- Jeśli z Rosją zaczną kalkulować - bo wystarcza im remis - to odpadną. Muszą zaatakować Rosjan - mówi pan Stefan.
Żywotko urodził się w 1920 roku we Lwowie i sportową młodość spędził jako pomocnik w barwach Czarnych, dogrywając piłki napastnikowi... Kazimierzowi Górskiemu. Po zajęciu Lwowa przez Rosjan pracował w fabryce konserw i grał w Spartaku Lwów.
Zobacz również: Na ugryzieniu Luisa Suareza wygrał ponad 2,5 tysiąca złotych! [WIDEO]
W latach 70. los zetknął go znów z Górskim, z którym ukończył kurs trenerski.
- Znalazłem się w gronie 4 trenerów, którym pozwolono wyjechać do Kuwejtu na kontrakt zagraniczny, który był załatwiony przez firmę Polservice. Sprawa zaczęła się komplikować, gdy drużyna Górskiego przywiozła z igrzysk w Montrealu "tylko" srebro zamiast złota i towarzysz przewodniczący z Głównego Komitetu oznajmił: "Nigdzie nie pojedziecie" - wspomina.
Ostatecznie Żywotce pozwolono wyjechać do Algierii w grudniu 1977 roku.
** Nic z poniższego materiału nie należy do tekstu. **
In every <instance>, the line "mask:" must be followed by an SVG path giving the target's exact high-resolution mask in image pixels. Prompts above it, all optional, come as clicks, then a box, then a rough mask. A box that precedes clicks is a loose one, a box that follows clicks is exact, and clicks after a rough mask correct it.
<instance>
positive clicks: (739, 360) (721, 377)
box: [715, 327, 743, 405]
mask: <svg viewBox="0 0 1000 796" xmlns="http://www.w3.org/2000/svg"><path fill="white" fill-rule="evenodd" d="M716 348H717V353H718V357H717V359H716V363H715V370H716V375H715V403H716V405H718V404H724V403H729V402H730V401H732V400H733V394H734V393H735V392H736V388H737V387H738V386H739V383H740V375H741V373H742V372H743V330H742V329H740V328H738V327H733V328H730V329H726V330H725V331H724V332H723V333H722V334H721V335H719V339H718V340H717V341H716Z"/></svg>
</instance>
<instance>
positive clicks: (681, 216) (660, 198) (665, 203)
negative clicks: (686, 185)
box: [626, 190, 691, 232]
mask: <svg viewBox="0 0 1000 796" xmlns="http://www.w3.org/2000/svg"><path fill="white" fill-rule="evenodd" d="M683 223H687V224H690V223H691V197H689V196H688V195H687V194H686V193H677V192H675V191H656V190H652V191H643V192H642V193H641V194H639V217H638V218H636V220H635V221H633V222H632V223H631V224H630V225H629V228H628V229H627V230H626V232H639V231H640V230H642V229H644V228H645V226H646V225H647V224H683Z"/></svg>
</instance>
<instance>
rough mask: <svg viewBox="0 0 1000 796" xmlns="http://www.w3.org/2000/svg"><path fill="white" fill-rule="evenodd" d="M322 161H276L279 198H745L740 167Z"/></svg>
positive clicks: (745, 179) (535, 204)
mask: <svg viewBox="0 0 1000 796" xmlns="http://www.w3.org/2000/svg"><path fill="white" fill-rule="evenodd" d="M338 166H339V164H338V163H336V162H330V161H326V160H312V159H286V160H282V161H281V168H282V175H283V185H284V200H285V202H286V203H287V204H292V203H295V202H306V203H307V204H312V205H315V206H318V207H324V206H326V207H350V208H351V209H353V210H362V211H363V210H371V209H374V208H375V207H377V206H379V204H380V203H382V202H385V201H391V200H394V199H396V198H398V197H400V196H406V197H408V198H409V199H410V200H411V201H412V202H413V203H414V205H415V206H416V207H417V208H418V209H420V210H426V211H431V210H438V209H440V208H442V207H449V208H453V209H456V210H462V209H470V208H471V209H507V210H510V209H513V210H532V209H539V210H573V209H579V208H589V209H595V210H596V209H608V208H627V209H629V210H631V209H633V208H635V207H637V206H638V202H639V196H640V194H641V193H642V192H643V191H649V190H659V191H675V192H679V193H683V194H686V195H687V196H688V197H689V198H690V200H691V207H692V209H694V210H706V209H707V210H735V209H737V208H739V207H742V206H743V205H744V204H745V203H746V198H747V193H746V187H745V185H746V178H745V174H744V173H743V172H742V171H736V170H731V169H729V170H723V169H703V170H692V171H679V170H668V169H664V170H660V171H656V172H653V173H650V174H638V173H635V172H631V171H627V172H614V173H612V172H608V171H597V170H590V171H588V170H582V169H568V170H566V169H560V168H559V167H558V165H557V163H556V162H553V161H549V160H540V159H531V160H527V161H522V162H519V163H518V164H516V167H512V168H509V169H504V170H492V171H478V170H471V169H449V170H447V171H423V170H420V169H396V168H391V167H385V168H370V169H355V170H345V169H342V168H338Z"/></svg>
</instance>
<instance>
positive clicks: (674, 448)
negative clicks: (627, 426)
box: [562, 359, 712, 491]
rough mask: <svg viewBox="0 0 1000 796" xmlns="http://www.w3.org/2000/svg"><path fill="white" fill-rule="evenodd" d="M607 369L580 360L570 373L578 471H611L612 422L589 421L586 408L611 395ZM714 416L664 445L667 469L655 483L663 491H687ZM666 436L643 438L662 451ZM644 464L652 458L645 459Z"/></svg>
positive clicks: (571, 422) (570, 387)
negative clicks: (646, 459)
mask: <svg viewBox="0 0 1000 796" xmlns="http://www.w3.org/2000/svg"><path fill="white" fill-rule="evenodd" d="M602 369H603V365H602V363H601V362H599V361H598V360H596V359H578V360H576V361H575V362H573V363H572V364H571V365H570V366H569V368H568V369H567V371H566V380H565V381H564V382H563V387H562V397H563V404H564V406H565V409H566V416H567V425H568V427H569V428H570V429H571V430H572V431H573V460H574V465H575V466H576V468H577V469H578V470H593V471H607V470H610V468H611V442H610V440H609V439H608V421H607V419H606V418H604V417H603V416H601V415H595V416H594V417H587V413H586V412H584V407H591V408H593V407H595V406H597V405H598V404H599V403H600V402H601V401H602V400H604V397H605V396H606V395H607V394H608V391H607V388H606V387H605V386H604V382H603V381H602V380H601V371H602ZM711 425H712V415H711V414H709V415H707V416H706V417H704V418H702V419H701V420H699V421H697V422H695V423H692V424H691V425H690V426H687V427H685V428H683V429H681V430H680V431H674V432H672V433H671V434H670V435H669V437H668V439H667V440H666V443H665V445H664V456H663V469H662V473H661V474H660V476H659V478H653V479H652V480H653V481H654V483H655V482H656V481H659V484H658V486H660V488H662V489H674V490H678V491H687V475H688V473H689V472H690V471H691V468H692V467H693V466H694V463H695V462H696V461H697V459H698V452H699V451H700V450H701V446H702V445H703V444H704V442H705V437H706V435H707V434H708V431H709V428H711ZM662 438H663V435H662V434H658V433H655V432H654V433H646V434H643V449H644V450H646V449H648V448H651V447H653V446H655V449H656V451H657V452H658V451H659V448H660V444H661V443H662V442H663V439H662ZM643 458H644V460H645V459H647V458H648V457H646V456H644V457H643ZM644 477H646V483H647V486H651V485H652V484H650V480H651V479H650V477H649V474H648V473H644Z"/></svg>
- Wigilię spędziłem w hotelu przy największym stadionie w Algierii, wraz z kilkunastoma zagranicznymi trenerami, bo prezes federacji powyrzucał prawie wszystkich rodzimych trenerów z I ligi i nakazał zatrudnić cudzoziemców, żeby podnieść poziom piłki.
W 1981 roku polska ambasada w Algierze nakazała mi powrót do kraju, bo uznano mnie za uciekiniera, a sytuacja polityczna w Polsce w 1981 była napięta przed stanem wojennym. Miałem jednak to szczęście, że minister sportu Algierii był kibicem naszego klubu i załatwił sprawę w 2 dni. Jak? Okazało się, że w polskiej ambasadzie zagroził, że jeśli nie zostawią mnie w Algierii, to on wyrzuci stamtąd... kilkudziesięciu polskich lekarzy pracujących na kontraktach. Tak zostałem w Algierii do 1992 roku - opowiada.
Żywotko wychwala piłkarzy z Algierii.
- To kraj, w którym talenty rodzą się na kamieniu, o czym świadczą mający tam swoje korzenie Zidane i Benzema - ocenia Żywotko, który spędził tam 14 lat. - Algierczycy są jednak indywidualistami - krnąbrnymi, niezdyscyplinowanymi i leniwymi. Gdy objąłem drużynę JSK, to zarządziłem treningi o godz. 9 rano ze względu na upały, a niektórzy z piłkarzy spali do południa i opuszczali treningi. Nie patyczkowałem się, jednego z nich, który czuł się gwiazdą i był synem wiceprezesa, wyrzuciłem z drużyny.